Je ne manquerai de rien

Juin 2005

En jetant un regard très réaliste sur notre vie, sur le déroulement des jours, des semaines et des mois, et sur tout ce qui nous advient, nous constatons que nombre de ces choses sont susceptibles de nous hanter, de nous faire souffrir, de nous blesser, de nous inquiéter ou de nous attrister. Pour autant, nous continuons d'adhérer à ces propos du psalmiste: "L'Eternel est mon berger: je ne manquerai de rien." (cf. Psaume 23:1). Sur le plan spirituel, nous ne manquerons de rien, tant que nous resterons fidèles au Seigneur. Telle doit être la conviction profonde de notre âme.

Il est tout à fait possible que des carences apparaissent ici et là, mais sachons bien qu'elles peuvent être palliées dans la maison du Seigneur.

De quoi pourrions-nous manquer?

De foi d'enfant! Soyons sincères: N'avons-nous pas tous connu des phases, au cours des quelles notre foi a été mise à l'épreuve et où, précisément, nous avons manqué de foi et de confiance en Dieu? Dans la maison de Dieu, on peut remédier à une telle carence, car la foi est suscitée par la parole de Dieu prêchée à l'autel.

Nous pourrions aussi manquer de paix. Elle peut nous être ravie, ou nous pouvons la perdre. C'est dans la maison de Dieu qu'elle peut nous être renouvelée. Elle nous est offerte après le pardon des péchés, en ces termes: "La paix du Ressuscité soit avec vous!" Et si l'amour de Dieu et du prochain venait à diminuer en nous, pallions cette carence en nous rappelant cette parole de l'apôtre Paul qui dit que l'amour de Dieu a été répandu dans nos cœurs et en lui accordant alors davantage d'espace en nous. (cf. Romains 5:5). Si nous venions à manquer de joie, souvenons-nous qu'il n'y a rien de plus grand que d'être un enfant de Dieu. C'est une source de joie pour nous que de savoir que nous sommes élus de toute éternité, que nous avons la grâce d'attendre le retour de Jésus-Christ pour recevoir la couronne de la vie éternelle. Et celui qui se réjouit est fort, car la joie du Seigneur est notre force!

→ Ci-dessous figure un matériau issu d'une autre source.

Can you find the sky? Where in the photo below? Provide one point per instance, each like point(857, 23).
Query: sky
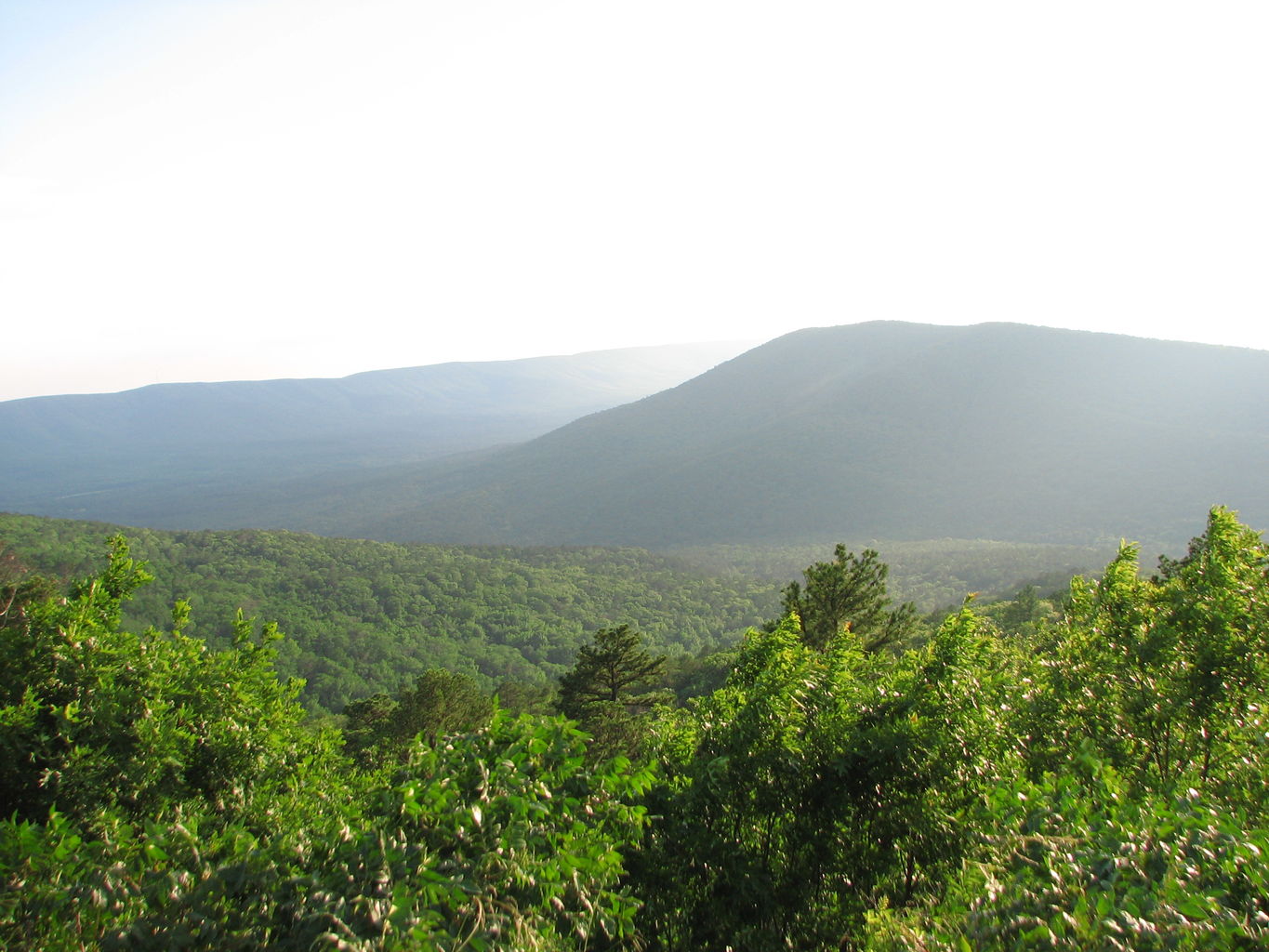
point(244, 190)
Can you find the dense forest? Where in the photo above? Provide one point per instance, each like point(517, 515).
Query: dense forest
point(364, 617)
point(1081, 774)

"L'Eternel est mon berger: je ne manquerai de rien." A quoi reconnaît-on un bon berger? Au fait qu'il prend soin de son troupeau et le protège, qu'il porte les brebis faibles, qu'il soigne celles qui sont blessées et qu'il part même à la recherche des égarées. Quiconque quitte le troupeau est seul, privé de protection et de soins ; il aura des carences. C'est pour cette raison que nous restons auprès du bon Berger et lui faisons confiance ; c'est dans sa maison que nous cherchons grâce, bénédiction et secours, et que nous faisons l'expérience heureuse, qui nous incite à la reconnaissance, que nous ne manquons de rien.